# Abdeckung im Winter?



## Thorsten (27. Sep. 2005)

Hallo zusammen,

sagt mal, deckt Ihr euren Garten - Koiteich im Winter ab?

Wenn ja, warum und womit und und und....

Die Neugierde plagt mich mal wieder   

Da ich dieses Jahr den Filter das erste mal durchlaufen lasse, bin ich am überlegen ob ich den Teich abdecke.  :?


----------



## Rambo (27. Sep. 2005)

Hi,

früher hatte ich das im alten teich im alten haus auch gemacht.
da waren die bäume auch sehr nahe am teich.
jetzt ist der wald weiter weg und eine abdeckung habe ich bisher
nicht gebraucht da kaum was drin war.
das einizige ist kurz vorm winter eine kleine gute pumpe ohne filter 
rein machen die sehr weit oben hin stellen und immer laufen lassen.
dies hatte 2 vorteile bei mir. 
1. der teich friert selbst bei -25 grad nicht ganz ein und es kommt sauerstoff rein.
2. es entsteht wenn es schön kalt ist ein eispalast (hatte ich schon mal
gepostet.)

den fischen hat es wohl gut getan denn ich hatte in den letzten jahren
keinen todesfall der auf winter zurück zu führen konnte.

fürti rambo


----------



## Steffen (28. Sep. 2005)

Hi...

Also mein Teich ist schon seid 1 Woche abgedeckt weil Nachtbar gesehen hat wie eine Kormoran oder __ Fischreiher sich was zum Essen besorgt hat


----------



## Thorsten (28. Sep. 2005)

Hallo Ihr beiden,

oh jeh, ich glaube habe mich etwas falsch ausgedrückt  :? 
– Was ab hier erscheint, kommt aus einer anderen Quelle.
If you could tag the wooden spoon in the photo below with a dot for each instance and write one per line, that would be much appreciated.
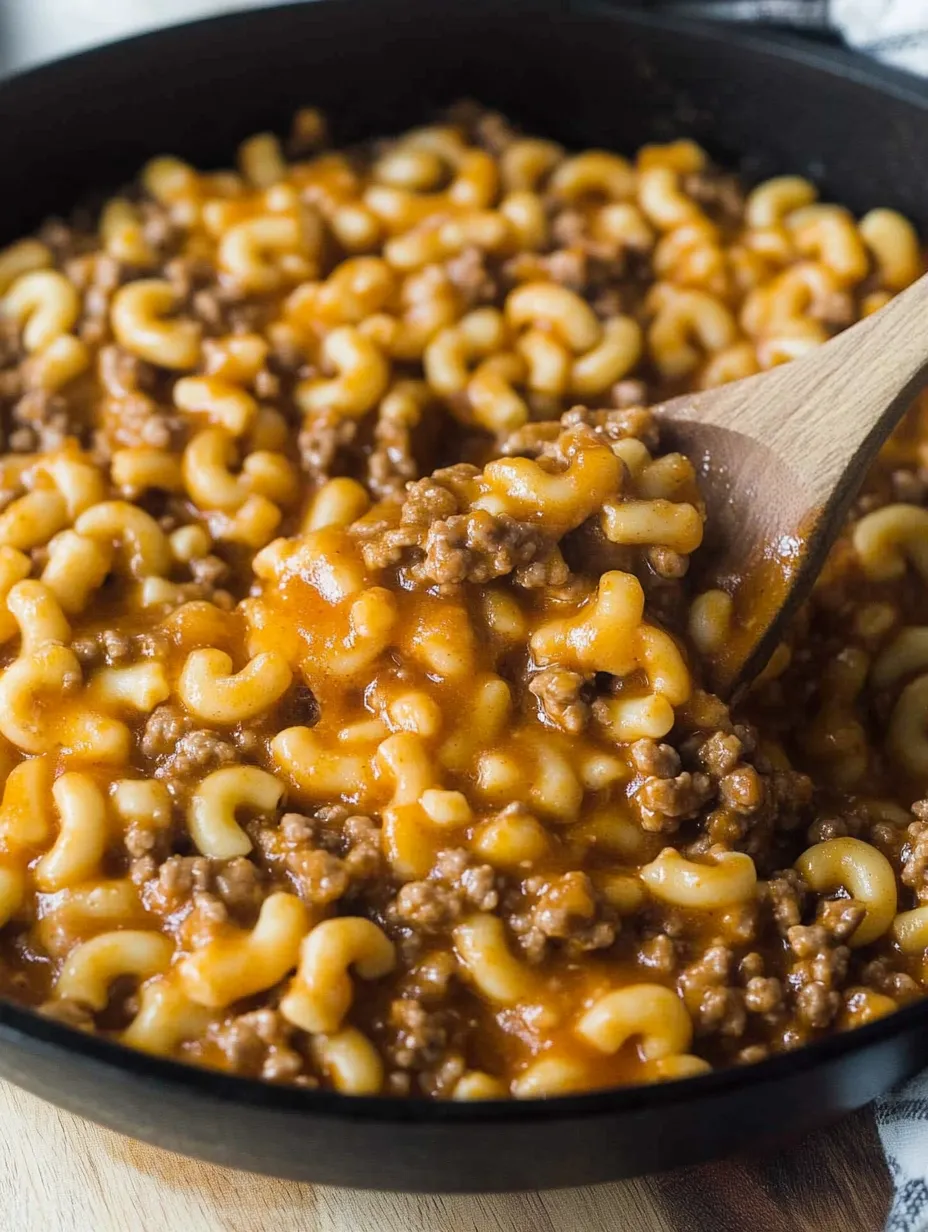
(780, 457)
Meine Vorstellungen mit dem Abdecken waren auf den Winter bezogen, dh. den Teich zu isolieren!? Kein Laubnetz oder ähnliches.

Dachte eher daran, dass die Temparatur nicht ganz in den "keller" geht und der Teich nicht komplett auskühlt.


----------



## Haiflyer (29. Sep. 2005)

das würd mich auch interessiern wie man das macht


----------



## Steffen (29. Sep. 2005)

Hi Thorsten.....

Oh      du willst ja Sachen wissen von so einer Methode habe ich auch noch nix Gehört..... Bin mal gespannt ob dir da einer Helfen kann???????????????????


----------



## Steffen (29. Sep. 2005)

Hi..

Ich noch mal......

Habe mal was gefunden http://62.134.146.142/teichforum/topic.asp?ARCHIVE=&whichpage=1&TOPIC_ID=4257 
wenn es nicht hilft oder du es kennst dann Lösche das bitte wieder!!!!!!!!! aber nicht gleich aufgeben es geht auch um eine Abdeckung!!!!!!!!!!!!!


----------



## olafkoi (29. Sep. 2005)

Hi Thorsten

Also den Teich kannste abdecken zur Wärmeisolierung, dann aber mit Noppenfolie oder Tischtennisbällen oder beiden   

Noppenfolie bekommst gute Ware die du mehrmals verwenden kannst ab 4,70 m² oder nimmst Verpackungsfolie aus einem Großhandel sind günstiger aber mist Qualität.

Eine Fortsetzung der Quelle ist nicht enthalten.